Mas mesmo antes de se chegar a esse ponto, o silêncio em si mesmo é uma coisa
extremamente útil, pois na maioria das pessoas que têm um mental um pouco
desenvolvido e ativo, seu mental nunca descansa; durante o dia sua atividade é
submetida a um certo controle, mas à noite, durante o sono do corpo, o controle do
estado de vigília estando quase completamente abolido, o mental se entrega a atividades
às vezes excessivas e freqüentemente incoerentes. Isto produz uma grande tensão que
termina em fadiga e na diminuição das faculdades intelectuais.
O fato é que, como todas as outras partes do ser humano, o mental precisa de repouso,
e este repouso ele não terá a menos que saibamos como dá-lo. A arte de repousar seu
mental é uma coisa a ser adquirida. Mudar de atividade mental é certamente um meio de
repousar, mas o maior repouso possível é o silêncio.
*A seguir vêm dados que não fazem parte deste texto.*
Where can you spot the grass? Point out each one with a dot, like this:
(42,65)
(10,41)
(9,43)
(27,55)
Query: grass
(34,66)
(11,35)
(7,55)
E no que se refere às faculdades
mentais, alguns minutos passados na calma do silêncio são um repouso mais eficaz do
que horas de sono.
Quando se tiver aprendido a silenciar o mental à vontade e a concentrá-lo em um silêncio
receptivo, então não haverá mais problema que não se possa resolver, nenhuma
dificuldade mental para a qual não se possa encontrar uma solução. Na agitação, o
pensamento é confuso e impotente; em uma tranqüilidade atenta, a luz pode manifestar-
se, abrindo horizontes novos às capacidades humanas.